Temellük zimmeti ile kullanma zimmeti arasındaki farkı gösteren karar

Yargıtay 5. Ceza Dairesi, 2018/3549 E. , 2021/5758 K. sayılı kararında temellük zimmeti ile kullanma zimmeti arasında ne gibi farklılılar olduğunu açıkladı.
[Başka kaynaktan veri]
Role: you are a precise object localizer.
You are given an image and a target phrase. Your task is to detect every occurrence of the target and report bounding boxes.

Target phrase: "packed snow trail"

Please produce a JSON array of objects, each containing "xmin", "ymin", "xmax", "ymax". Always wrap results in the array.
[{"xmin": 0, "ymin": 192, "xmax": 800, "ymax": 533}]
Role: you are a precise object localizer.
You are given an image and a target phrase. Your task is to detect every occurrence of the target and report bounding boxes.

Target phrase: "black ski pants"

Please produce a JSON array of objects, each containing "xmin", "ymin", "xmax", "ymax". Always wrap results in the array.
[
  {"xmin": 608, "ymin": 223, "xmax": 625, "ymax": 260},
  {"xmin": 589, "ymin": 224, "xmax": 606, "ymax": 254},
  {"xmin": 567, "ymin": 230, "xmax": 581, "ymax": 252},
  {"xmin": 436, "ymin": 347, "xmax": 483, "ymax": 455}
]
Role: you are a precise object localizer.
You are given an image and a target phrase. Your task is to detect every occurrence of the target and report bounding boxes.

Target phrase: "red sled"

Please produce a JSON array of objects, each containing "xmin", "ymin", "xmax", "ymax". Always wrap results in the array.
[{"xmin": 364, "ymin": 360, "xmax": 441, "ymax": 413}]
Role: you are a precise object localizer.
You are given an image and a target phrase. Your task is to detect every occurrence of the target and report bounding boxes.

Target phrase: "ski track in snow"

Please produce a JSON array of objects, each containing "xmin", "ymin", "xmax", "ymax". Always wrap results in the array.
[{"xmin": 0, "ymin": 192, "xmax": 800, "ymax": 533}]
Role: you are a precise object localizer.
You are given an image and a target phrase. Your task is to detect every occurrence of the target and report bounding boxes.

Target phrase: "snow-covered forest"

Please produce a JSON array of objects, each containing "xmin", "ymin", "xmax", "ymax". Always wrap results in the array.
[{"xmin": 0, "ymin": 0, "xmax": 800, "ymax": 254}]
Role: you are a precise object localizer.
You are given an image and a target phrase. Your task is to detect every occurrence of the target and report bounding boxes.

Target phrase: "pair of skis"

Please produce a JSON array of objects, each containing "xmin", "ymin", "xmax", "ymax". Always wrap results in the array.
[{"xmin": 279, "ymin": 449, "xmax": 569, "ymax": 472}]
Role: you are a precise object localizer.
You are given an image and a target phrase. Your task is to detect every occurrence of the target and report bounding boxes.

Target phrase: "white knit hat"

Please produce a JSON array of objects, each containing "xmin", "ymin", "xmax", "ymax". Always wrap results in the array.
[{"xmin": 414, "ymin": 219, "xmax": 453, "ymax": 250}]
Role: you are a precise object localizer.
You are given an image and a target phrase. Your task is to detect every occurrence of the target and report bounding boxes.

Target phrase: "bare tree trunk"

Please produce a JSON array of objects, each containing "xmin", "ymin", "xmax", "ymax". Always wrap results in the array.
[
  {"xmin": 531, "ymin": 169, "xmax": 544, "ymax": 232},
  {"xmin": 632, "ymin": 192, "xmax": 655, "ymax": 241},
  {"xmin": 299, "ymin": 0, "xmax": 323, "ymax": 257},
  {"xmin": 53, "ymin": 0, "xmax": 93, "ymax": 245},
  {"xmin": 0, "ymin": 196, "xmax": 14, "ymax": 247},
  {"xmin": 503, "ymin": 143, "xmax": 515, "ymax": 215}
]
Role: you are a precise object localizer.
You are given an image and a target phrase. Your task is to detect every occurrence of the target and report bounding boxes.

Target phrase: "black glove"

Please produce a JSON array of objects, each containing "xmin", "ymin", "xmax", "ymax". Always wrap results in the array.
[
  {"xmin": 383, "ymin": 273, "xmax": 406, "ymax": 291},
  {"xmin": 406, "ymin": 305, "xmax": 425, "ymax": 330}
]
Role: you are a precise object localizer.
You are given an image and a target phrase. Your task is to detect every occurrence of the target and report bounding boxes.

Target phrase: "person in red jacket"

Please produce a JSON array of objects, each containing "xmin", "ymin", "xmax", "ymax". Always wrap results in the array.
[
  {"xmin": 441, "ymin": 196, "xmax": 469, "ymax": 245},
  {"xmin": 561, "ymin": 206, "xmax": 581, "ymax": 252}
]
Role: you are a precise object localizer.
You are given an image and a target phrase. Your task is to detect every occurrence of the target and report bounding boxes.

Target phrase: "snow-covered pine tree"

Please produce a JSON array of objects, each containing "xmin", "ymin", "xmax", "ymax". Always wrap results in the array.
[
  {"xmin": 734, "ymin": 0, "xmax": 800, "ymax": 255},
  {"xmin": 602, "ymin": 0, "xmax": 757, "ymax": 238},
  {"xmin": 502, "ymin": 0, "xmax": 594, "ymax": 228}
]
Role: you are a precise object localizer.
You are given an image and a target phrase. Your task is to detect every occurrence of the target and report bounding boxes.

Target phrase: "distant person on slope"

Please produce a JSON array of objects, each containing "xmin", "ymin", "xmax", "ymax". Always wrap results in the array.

Disiplin amirinin yardımcısını soruşturmacı görevlendirmesi Disiplin amirinin yardımcısını soruşturmacı görevlendirmesi

5. Ceza Dairesi 2018/3549 E. , 2021/5758 K.


"İçtihat Metni"

MAHKEMESİ :Ağır Ceza Mahkemesi


Mahalli mahkemece verilen hüküm temyiz edilmekle dosya incelendi;


Dilekçelerinin kapsamına göre incelemenin; müdafin sanık hakkında verilen mahkumiyet hükmüne yönelik, katılan vekilinin ise vekalet ücretine hasren vaki temyiz itirazlarıyla sınırlı yapılmasına karar verildikten sonra gereği düşünüldü:


Hükmün açıklanmasının geri bırakılmasını kabul etmeyen sanık hakkında; seçenek yaptırımlara çevirme ve erteleme gibi diğer kişiselleştirme nedenlerinden önce hükmün açıklanmasının geri bırakılmasının gerekip gerekmediğine karar verilmesi gerektiği göz önüne alınmadan "hapis cezasının seçenek yaptırımlara çevrilerek adli para cezasına dönüştürülmüş olması nedeniyle CMK'nin 231. maddesinin uygulanmasına yasal imkan bulunmadığına" şeklindeki yasal olmayan gerekçe ile hükmün açıklanmasının geri bırakılmasına yer olmadığına karar verilmesi ile TCK'nin 53/5. maddesi uygulanırken hükümde belirtilen gün sayısı yerine hapis cezasının esas alınması sonuca etkili bulunmamış, ..................................................... PTT Merkez Müdürlüğünde tahsilat gişesi memuru olan sanığın 26/03/2014 tarihinde kasasında bulunan paradan 2.300,00 TL'yi alarak şahsi banka borcunu ödemesi, bu hususun aynı gün içinde PTT müdürü ve veznedar tarafından tespit edilip tutanak altına alınması sonrasında sanık tarafından 27/03/2014 tarihinde paranın kasaya iade edilmesi eyleminin basit temellük zimmeti niteliğinde olduğu, herhangi bir ihbar, uyarı, denetim ve şikayet olmaksızın paranın geçici süreyle kullanımı ve yatırılması halinde söz konusu olabilecek olan kullanma zimmeti suçunun unsurlarının somut olayda gerçekleşmediği gözetilmeden, TCK'nin 247/3. maddesi uygulanmak suretiyle cezasından indirim yapılarak eksik ceza tayini aleyhe temyiz olmadığından bozma sebebi sayılmamış, yapılan yargılamaya, toplanıp karar yerinde gösterilen delillere, mahkemenin soruşturma sonuçlarına uygun olarak oluşan kanaat ve takdirine, incelenen dosya içeriğine göre sair temyiz itirazları da yerinde görülmemiştir.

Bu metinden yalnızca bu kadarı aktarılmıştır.